Nafasku tersenggal saat tangisanku pecah, suaranya begitu menggaum ke seluruh danau.

"Sebentar lagi orang-orang di gereja itu menemukanmu Sasuke-kun, bunyi tembakanmu cukup keras"

"Kau tidak merasakan apa yang kurasa, Sakura. Hidup sendirian membuatku depresi, saat itu umurku baru genap 14 tahun setelah kecelakaan 8 tahun yang lalu," Sasuke mengalihkan pembicaraan tetapi ucapannya ini aku dengarkan baik tanpa menyela.

"… Aku kalap dan tidak tahu harus bagaimana lagi, hanya ini jalan satu-satunya"

Entah kenapa aku bisa merasakan penderitaannya melalui mata hitam itu, aku melihat pantulan diriku tercemin di obsidian-nya.
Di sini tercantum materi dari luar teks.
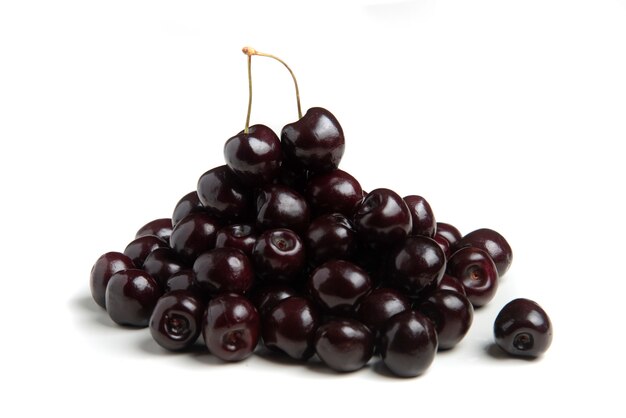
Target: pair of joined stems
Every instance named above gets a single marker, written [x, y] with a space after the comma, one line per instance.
[249, 51]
"… Hanya kau yang bisa membantuku, kau benar bilang 'kan kalau mencintaiku, Sakura. Bisa kau buktikan dengan mewujudkan impianku?"

Aku tertawa miris dalam hati, keadaan sudah di ujung tanduk, tapi Sasuke enggan menjelaskan ucapannya yang malah tidak berhubungan dengan nasibku nanti, kalau menikah dengannya.

Kelopak mataku menutup, meresapi semua kata-katanya yang berdengung halus di telingaku. Pilihan yang buruk jika kuturuti kemauannya, ini hanya menguntungkan bagi Sasuke sedangkan aku bisa dipastikan sudah meregang nyawa.

"Omong kosong"

Seketika kulihat garis wajahnya kaku, melihat seulas senyum terbingkai di wajahku.

"Tapi… maaf… aku mencintaimu… selalu"

"Sak― "

Dor!

Dor!

Kulepaskan dua tembakan tepat di kepala Sasuke, mataku terpejam saat menarik pelatuknya. Aku tidak ingin melihat bagian akhirnya.

Hening

Kubuka perlahan iris mataku, kala kesunyian melanda. Kini aku hanya melihat tangannya yang masih bertengger di tepian sekoci, tanpa keberadaan kepalanya lagi.

Trakk

Pistol itu langsung terjatuh dari tanganku, seketika saat kucondongkan tubuh melihat ke bawah air. Tubuh dan kepala Sasuke terkulai di danau dan tangannya mulai merenggang, bersamaan itu sosoknya jatuh ke dalam air. Poros wajahnya sama, tidak menampakkan kalau jiwanya sudah pergi, tetapi aku yakin dia sudah mati.

Untuk pertama kalinya aku melihat kematian di depan mata. Tubuh pria yang sudah kukenal tenggelam ke dasar danau yang tidak pernah kuketahui. Seluruh anggota tubuhku menyaksikan kepergian Sasuke membawa angan-anganya yang ikut terhanyut.

Deg

Benturan keras tiba-tiba merangsek masuk dalam hatiku, aku hanya mematung di tempat menerimanya. Sejalan dengan itu, aku seolah tidak punya pegangan untuk berdiri dan jatuh di lantai sekoci.

"Hahh… hikss…hikss… ha-haaah!… "

Isakanku mengencang, jiwaku seperti diremas oleh kenyataan. Aku seperti dijatuhkan dari langit yang sakitnya tak sebanding dengan luka lengan kiriku. Tanganku memeluk tubuh sendiri dan meraung-raung tanpa henti.

Bodoh adalah kata yang pantas untuk diriku.

.

.

.

.

.

.

.

Dia jahat

Dan lebih parahnya lagi…

Dia… membuatku menjadi orang jahat

Aku membunuhnya

.

.

.

.

.

.

.

.

~ Owari ~

.

.

A/N: Semoga reader-san senang dengan ceritanya, btw ini lomba pertama saya di FFN lho. Saya tidak menginginkan untuk jadi nominasi atau pemenang nantinya, tetapi kalau hal itu terjadi saya sangat bersyukur. Bagi saya ini adalah untuk menambah pengalaman di dunia fanfic. Maaf kalau masih banyak kekurangannya, terima kasih yang sudah mau menyempatkan diri untuk membaca, mereview, follow, fav, semua sangat saya hargai.